Skip to main content

Checkpoints

Checkpoints are a simple yet powerful way of storing state between queries in a stage, or between multiple queries.

Usage

Setting a checkpoint

... --checkpoint "api_next_page:result.nextPage"

Using a checkpoint

$CHECKPOINTS.{CHECKPOINT NAME}$

You can access any checkpoint value using the above token format. This is used with setting checkpoints using the --checkpoint flag.

api get https://www.{AUTHENTICATED-API}.com?nextPage=$CHECKPOINTS.api_next_page$

Use cases

Scheduled Queries

Checkpoints are useful for avoiding duplicate work in scheduled queries. A scheduled query can store a value from a stage's results as a checkpoint, that will then be used in the next scheduled run of the query. Examples of checkpoint values could include last visited page, timestamp, hashes, etc.

Example:

api get https://www.{AUTHENTICATED-API}.com?nextPage=$CHECKPOINTS.api_next_page$ --checkpoint "api_next_page:result.nextPage"

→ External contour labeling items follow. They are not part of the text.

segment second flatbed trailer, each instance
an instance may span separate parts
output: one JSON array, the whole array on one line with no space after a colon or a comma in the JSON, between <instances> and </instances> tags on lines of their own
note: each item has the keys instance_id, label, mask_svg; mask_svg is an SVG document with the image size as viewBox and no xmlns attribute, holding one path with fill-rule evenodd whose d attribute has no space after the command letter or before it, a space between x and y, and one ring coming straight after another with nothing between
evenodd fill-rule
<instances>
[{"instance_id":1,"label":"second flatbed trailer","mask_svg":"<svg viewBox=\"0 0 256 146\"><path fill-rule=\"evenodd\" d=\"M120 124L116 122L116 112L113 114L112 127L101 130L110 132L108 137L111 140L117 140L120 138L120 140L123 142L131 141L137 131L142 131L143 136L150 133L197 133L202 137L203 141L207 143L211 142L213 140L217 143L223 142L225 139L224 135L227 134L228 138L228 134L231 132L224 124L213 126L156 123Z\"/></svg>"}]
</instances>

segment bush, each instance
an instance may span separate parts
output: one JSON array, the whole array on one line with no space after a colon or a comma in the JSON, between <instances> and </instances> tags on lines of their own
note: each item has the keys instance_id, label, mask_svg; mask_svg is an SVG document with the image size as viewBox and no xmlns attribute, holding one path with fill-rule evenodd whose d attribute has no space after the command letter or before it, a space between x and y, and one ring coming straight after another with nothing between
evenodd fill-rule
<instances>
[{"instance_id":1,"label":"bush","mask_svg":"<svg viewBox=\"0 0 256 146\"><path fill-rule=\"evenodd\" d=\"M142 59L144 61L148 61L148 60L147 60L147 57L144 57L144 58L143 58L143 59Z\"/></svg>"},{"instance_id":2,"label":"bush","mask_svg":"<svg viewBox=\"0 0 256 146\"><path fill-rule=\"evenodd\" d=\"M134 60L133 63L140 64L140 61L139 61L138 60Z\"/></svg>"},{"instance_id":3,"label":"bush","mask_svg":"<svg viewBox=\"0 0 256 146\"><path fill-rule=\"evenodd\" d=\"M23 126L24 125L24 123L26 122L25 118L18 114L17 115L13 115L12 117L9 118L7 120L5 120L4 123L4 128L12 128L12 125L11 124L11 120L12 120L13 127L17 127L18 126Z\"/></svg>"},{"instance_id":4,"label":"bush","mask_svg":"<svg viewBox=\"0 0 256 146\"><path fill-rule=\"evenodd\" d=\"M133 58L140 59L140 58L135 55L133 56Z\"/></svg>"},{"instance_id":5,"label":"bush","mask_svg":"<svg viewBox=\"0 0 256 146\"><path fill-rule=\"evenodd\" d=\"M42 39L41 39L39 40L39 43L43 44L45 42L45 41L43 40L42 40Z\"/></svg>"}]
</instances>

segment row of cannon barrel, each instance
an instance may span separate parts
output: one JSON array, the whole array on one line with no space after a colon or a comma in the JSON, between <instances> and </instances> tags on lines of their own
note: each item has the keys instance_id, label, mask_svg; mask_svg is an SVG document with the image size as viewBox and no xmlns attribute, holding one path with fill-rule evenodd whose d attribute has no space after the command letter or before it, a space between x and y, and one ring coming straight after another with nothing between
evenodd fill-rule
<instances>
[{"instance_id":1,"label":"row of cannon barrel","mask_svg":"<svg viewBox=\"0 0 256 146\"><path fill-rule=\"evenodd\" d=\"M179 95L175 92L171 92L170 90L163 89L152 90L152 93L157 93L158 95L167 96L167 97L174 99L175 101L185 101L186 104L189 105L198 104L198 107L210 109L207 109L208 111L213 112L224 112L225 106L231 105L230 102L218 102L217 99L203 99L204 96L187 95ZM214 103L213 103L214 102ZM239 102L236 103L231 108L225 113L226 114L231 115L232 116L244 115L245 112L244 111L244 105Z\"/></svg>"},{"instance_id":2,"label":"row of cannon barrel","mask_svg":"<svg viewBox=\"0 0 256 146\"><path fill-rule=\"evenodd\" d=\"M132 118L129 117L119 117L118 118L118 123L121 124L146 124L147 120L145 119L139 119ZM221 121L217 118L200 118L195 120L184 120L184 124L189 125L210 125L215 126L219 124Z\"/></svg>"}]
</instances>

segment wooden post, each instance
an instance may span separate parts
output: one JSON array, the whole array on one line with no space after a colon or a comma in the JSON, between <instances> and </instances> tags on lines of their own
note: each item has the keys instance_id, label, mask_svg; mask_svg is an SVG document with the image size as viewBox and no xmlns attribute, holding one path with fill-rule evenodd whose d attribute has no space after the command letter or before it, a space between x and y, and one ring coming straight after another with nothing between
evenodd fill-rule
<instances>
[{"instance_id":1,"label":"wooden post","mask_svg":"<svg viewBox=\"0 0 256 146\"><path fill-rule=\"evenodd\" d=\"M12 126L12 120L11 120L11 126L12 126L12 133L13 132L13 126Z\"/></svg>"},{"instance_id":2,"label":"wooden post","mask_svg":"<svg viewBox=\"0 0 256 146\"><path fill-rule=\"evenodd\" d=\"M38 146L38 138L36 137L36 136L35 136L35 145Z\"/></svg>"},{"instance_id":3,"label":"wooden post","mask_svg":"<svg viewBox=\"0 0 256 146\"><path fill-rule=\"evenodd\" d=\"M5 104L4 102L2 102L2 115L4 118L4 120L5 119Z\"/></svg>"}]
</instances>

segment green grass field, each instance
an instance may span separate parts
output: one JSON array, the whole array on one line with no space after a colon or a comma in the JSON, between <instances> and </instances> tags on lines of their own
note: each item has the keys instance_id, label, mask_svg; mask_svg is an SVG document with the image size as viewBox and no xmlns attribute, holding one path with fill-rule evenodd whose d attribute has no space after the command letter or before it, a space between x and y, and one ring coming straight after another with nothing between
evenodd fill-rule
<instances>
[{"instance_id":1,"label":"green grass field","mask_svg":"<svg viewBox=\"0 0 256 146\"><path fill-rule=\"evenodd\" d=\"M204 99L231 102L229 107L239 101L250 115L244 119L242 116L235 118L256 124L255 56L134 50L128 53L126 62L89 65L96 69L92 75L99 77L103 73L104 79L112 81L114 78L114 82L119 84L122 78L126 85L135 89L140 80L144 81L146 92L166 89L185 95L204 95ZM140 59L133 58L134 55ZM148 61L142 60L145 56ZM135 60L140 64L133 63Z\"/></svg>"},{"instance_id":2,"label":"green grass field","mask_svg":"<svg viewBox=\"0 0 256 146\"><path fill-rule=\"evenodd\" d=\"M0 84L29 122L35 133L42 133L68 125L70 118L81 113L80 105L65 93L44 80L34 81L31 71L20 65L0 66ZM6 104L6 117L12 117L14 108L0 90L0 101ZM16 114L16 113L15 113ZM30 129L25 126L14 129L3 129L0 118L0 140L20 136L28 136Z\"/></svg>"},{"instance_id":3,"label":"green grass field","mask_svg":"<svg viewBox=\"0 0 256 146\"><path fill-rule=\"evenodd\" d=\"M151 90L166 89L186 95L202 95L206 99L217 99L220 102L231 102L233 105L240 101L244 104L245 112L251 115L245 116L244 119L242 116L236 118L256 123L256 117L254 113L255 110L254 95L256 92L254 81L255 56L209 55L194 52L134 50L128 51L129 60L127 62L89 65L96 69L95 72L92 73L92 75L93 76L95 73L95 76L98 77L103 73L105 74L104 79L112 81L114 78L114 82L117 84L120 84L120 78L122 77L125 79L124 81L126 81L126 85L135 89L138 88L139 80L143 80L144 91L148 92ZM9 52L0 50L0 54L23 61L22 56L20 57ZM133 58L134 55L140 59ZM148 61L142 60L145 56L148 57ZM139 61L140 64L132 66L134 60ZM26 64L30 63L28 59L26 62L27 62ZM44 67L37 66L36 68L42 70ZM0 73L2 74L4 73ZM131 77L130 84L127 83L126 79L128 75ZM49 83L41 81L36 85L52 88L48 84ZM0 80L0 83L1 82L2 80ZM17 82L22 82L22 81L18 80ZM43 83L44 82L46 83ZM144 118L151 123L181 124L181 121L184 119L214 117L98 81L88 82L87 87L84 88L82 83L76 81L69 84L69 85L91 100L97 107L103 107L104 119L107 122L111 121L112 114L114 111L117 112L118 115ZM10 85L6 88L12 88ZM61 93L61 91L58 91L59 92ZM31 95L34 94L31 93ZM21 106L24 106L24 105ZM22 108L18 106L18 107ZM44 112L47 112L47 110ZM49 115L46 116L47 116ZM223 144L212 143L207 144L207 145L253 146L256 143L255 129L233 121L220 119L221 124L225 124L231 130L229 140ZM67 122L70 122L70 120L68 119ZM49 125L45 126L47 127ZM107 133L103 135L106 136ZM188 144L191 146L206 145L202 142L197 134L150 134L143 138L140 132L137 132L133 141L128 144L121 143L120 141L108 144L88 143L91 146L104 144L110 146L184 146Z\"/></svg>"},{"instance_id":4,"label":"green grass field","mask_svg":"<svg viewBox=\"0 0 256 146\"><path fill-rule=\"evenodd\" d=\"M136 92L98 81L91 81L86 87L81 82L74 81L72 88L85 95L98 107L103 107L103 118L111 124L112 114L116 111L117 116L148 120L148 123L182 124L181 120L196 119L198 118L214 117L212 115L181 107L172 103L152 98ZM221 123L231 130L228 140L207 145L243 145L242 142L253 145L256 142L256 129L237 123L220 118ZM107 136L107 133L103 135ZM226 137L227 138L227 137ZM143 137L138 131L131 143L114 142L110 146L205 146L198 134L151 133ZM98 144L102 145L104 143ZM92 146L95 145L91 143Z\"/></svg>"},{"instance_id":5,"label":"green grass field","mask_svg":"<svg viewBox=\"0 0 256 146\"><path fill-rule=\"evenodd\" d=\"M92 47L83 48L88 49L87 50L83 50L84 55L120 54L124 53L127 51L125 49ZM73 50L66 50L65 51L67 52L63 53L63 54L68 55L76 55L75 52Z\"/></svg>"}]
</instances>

The first time the query runs, the nextPage value will be empty, however the checkpoint flag will set a checkpoint named api_next_page to the value of the result.nextPage column in the first row of results. Next time the query runs, the checkpoint will be retrieved using $CHECKPOINTS.api_next_page$ and nextPage will use the checkpoint value.

Between Stages

Although there are ways to maintain state across stages (see --enrich, --labelStage, --appendStage, etc.), checkpoints provide a simple way to set a value from a stage's results, and access that value in a later stage.

Example:

api get https://www.{AUTHENTICATED-API}.com?nextPage=$CHECKPOINTS.api_next_page$ --checkpoint "api_next_page:result.nextPage"
|| ...
|| ...
|| addcolumn api_next_page $CHECKPOINTS.api_next_page$